Он думал, что про рыбалку она сказала так просто, но через неделю они поехали. Поначалу она вела себя сдержанно, помалкивала и смотрела, как он управляется со снастями, а потом развеселилась, смеялась, вытаскивая сторожек и окуней, и столько в ней было гибкости и изящества, что почудилось ему, будто бы она похожа на чудом уцелевшую с незапамятных времен красивую и сильную семужку, одиноко догуливающую свой век, и что ей делать, этой драгоценной рыбе, в опустевшем озере? И когда лежала она белой ночью у костра на лапнике, легко укрытая, душа его томилась сладкой мукой, и снова чувствовал себя сторож ребенком перед таинством будущей жизни, еще неясно звавшей и обещавшей счастье.
А она, оказывается, и не спала, глядела на призрачный, зыбкий пламень костра и вдруг заговорила:
— Вот вы сказали, что монахи те же мужики были. Правильно, и рыбу они ловили, и коров пасли, и сады у них цвели, но не это главное. На них, голубчик вы мой, мир стоял. Это только в книжках пишут, что все само делается и происходит.
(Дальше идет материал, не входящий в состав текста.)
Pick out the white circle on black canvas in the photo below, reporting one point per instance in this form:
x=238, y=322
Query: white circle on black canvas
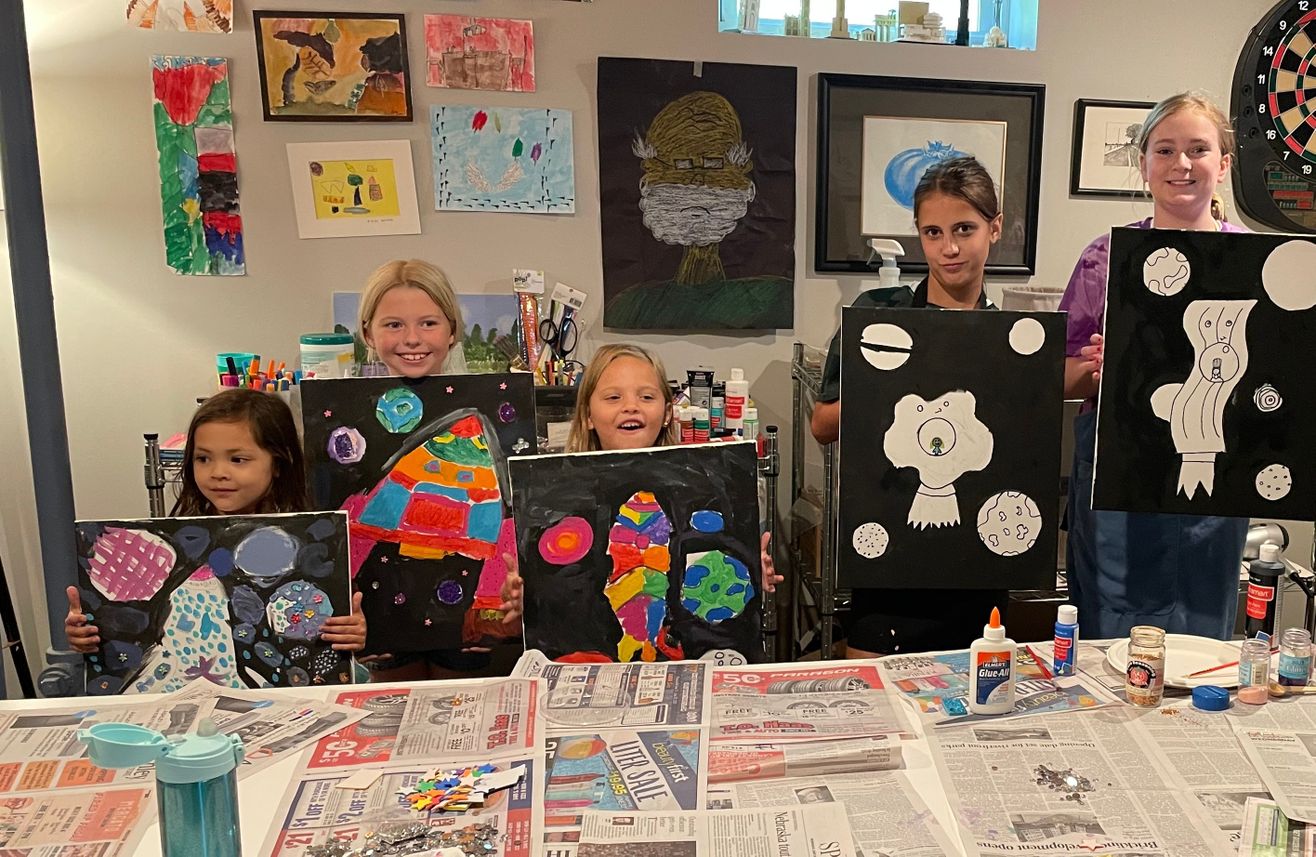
x=870, y=540
x=1027, y=336
x=1274, y=482
x=1287, y=275
x=886, y=346
x=1166, y=271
Как бы не так — все на чем-нибудь да стоит. Вот представьте, сейчас ночь, все спят, и только монахи бодрствуют, молятся всей братией за мир и берут на себя его тяжесть. Ведь не для того в лес уходили, чтоб от мира спастись, а чтоб мир спасти.
Боже, как он любил ее голос, но не то даже важно ему было, что она говорила, а то, что блестели ее глаза, как сидела она, уютно подобрав под себя ноги в маленьких аккуратных сапожках, и так чудно на душе делалось, не верилось, что все это с ним происходит. Тогда и брякнул сторож, что вот она-то и есть ангел всей его жизни, а она засмеялась, вспугнула спящий лес раньше времени, так что вскричала ночная птица и с треском бросился в чащу олень с водопоя. Она перегнулась к нему, обхватила руками голову, прижала к себе, поцеловала в небритую щеку и зашептала:
— Ах, были б вы, голубчик, лет на тридцать помоложе, ей-богу, я бы вас на себе женила.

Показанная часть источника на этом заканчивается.